夕日に照らされたその顔は、起きている時の険しさが嘘のように穏やかだった。

少し開いた口元。


あどけない寝顔。

そして、目の下のクマは痛々しいけれど、眉間のシワは綺麗に消えていた。


「……可愛い」


思わず、本音が漏れた。

クラスの皆に見せたら、きっと大騒ぎになるだろう。

でも、見せない。

この顔を見れるのは、今、この理科室にいるあたしだけだ。


(……なんか、征服感あるなあ)


彼女の意識を、あたしが奪った。

彼女の安眠を、あたしが支配している。


その事実が、胸の奥をくすぐった。

これは、優越感? それとも――。


「……んぅ……」


栞が小さく身じろぎをして、何かを呟いた。


「……ママ……?」

「……ぶっ」


あたしは吹き出しそうになるのを必死で堪えた。

ママて。

普段あんなにツンケンしてるのに、夢の中では甘えん坊かよ。


ギャップ萌えで殺す気か。


「……残念ながら、ママじゃないよ。
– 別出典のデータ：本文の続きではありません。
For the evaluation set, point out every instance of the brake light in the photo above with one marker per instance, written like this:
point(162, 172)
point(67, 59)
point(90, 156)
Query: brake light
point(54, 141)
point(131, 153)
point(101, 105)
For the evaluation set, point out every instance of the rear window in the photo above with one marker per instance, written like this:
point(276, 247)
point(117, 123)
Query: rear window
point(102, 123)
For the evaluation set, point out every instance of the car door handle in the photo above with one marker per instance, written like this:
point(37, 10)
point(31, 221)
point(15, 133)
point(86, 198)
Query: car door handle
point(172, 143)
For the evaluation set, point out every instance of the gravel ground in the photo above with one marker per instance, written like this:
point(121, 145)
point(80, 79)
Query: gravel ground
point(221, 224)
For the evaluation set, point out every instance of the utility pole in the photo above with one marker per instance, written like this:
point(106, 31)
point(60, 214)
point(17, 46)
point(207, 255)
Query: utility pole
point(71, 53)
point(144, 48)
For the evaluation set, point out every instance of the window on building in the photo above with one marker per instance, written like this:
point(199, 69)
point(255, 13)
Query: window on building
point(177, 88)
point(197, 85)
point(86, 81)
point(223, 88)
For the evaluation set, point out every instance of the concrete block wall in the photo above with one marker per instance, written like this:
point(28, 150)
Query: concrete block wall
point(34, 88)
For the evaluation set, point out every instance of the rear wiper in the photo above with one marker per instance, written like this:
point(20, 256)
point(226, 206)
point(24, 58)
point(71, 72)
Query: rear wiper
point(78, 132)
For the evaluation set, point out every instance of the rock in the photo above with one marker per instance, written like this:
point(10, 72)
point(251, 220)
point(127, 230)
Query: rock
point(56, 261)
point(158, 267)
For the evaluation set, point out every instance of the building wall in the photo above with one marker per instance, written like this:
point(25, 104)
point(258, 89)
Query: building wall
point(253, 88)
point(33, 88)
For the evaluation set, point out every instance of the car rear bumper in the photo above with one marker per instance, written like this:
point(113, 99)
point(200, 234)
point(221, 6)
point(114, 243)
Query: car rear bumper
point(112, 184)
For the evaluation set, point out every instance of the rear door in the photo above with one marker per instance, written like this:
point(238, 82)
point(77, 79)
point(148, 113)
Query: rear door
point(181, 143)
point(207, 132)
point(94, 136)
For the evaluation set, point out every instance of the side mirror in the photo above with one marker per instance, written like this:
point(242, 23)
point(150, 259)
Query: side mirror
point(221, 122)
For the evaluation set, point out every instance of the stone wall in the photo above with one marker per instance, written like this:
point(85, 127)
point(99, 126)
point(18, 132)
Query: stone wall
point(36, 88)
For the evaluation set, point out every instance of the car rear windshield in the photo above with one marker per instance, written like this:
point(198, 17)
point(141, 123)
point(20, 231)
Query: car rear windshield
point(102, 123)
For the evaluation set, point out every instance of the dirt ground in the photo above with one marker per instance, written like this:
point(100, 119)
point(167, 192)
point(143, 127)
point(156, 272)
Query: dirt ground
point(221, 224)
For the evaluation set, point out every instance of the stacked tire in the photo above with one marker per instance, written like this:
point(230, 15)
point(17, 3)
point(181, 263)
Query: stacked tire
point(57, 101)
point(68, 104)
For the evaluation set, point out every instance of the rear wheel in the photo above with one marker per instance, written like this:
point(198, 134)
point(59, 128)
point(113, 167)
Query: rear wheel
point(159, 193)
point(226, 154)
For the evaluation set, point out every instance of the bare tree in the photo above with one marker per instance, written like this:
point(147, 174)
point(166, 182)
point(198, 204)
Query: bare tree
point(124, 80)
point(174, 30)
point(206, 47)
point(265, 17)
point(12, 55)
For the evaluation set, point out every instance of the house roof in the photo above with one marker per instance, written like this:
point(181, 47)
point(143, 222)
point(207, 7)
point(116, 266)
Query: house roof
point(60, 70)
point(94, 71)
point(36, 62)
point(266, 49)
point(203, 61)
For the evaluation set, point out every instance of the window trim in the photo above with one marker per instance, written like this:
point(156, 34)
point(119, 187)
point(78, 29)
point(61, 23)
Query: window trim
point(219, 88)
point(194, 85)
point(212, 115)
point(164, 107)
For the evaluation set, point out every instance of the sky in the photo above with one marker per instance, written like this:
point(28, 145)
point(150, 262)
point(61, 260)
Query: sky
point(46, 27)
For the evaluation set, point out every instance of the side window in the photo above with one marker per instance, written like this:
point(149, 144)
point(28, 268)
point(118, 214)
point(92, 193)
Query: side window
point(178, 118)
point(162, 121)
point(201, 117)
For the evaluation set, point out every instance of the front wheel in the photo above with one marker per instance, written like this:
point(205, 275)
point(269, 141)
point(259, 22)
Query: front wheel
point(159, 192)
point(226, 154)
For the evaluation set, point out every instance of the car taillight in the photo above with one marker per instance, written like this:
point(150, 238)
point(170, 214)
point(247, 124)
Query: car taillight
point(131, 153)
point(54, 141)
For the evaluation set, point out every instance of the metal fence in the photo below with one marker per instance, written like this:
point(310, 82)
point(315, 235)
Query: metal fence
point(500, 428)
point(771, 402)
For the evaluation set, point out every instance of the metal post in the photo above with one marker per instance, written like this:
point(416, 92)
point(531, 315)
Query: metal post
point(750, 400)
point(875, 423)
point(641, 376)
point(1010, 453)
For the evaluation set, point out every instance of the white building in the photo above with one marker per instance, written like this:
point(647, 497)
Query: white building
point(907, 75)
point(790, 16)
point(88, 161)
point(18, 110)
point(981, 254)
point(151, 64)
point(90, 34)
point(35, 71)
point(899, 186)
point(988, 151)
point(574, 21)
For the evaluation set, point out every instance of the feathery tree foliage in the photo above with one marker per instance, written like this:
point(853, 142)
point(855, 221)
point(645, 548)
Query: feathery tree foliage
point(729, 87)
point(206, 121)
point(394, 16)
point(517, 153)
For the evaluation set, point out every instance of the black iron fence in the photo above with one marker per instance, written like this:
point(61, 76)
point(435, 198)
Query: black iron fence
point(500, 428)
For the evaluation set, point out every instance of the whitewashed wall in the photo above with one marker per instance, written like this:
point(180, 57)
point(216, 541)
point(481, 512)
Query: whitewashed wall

ただの通りすがりの陽キャですー」


あたしは小声でツッコミを入れつつ、彼女の髪をそっと指で梳いた。

サラサラとした感触。

シャンプーのいい匂いがした。


「……ゆっくり寝なよ、栞ちゃん」


あたしは近くの丸椅子に座り直し、スマホを取り出した。

LIMEの通知が溜まっているけれど、今は返す気になれない。


この静寂な理科室で、彼女の寝息をBGMに、夕日が沈むのを見届ける。

それは、いつも騒がしい世界に生きるあたしにとっても、思いがけない「癒やし」の時間だった。